All that changed about 10 minutes later. I had ordered the squash blossom beignets stuffed with goat cheese. I love chèvre and squash blossoms, and was curious to see what Rucker would do with them. They came to the table, and I bit into the first one. I found it a bit dry and bland. I asked for some salt, thinking that would be the simplest thing to add to the mix. The bartender had none on hand, so he went to the pass and asked Rucker for some. “Who the fuck wants salt!” the chef yelled. I raised my hand, confident in my palate and desire for salt. The bartender returned with a small bowl of it, and I sprinkled the beignets sparingly. It improved them, though it did nothing for their dryness. I told the bartender — who throughout the evening was professional and welcoming (plus, he mixed a great Dark and Stormy) — I had not meant to cause any problems. He replied, “The stereotypes ring true.” I did not bother telling him about the demanding, perfectionist chefs I have known and worked for in New York and Paris and Spain and Germany, who would never have yelled in front of diners or knowingly caused a guest discomfort. (Yelling in the kitchen is another matter.) I decided not to recount a dinner at Joël Robuchon in Paris during which I requested some salt for a rouget and was offered three varieties (I opted for the Maldon).
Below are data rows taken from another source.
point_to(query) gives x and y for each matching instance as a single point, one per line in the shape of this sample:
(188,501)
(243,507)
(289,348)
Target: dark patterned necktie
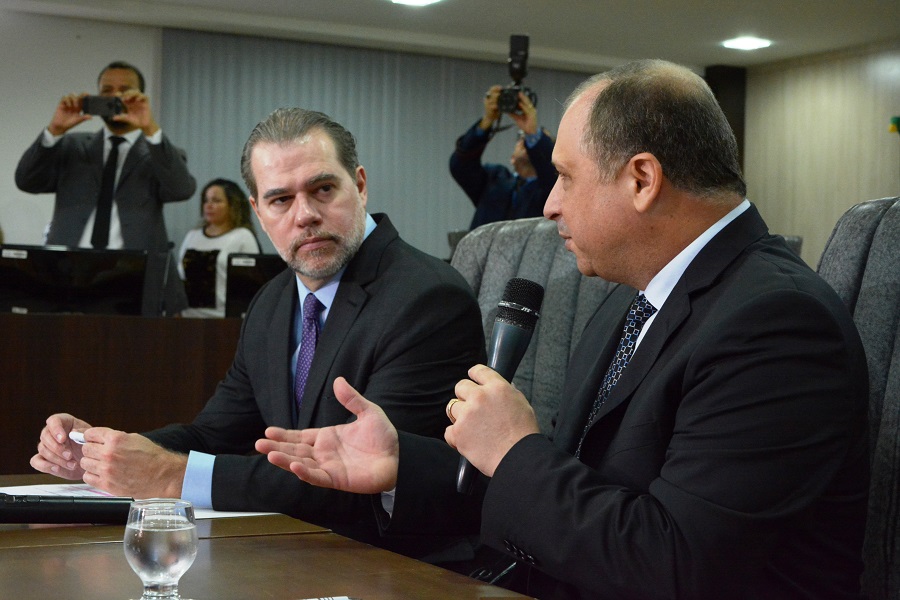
(310,337)
(640,311)
(100,235)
I finished my first course, then went to the men’s room. As I returned to the bar, I walked over to the pass and attempted to speak with Rucker, thinking his outburst was for show, a convivial wink at me. “No disapproval, chef, just thought they needed a little something,” I said —my way of disarming the situation. Before the final word was out of my mouth, he brushed past me brusquely, mouth closed, his shoulder brushing me as he strode by. That was the last I saw of him. I took my seat at the bar and waited on my pork butt and dumplings. It arrived, the broth and peas good, the dumplings too dry and heavy. I paid my bill and left.
I am still glad I met Randy Rucker in person, and I enjoyed our brief conversation. I sincerely hope that Bramble is a success and that he puts out good and honest food. I am not so sure, however, that I will want to taste it a second time. I, too, cook for paying guests, and while not one of them has ever asked me for salt at the table, if that ever happens, I will provide it happily, confident of my skills and hospitality.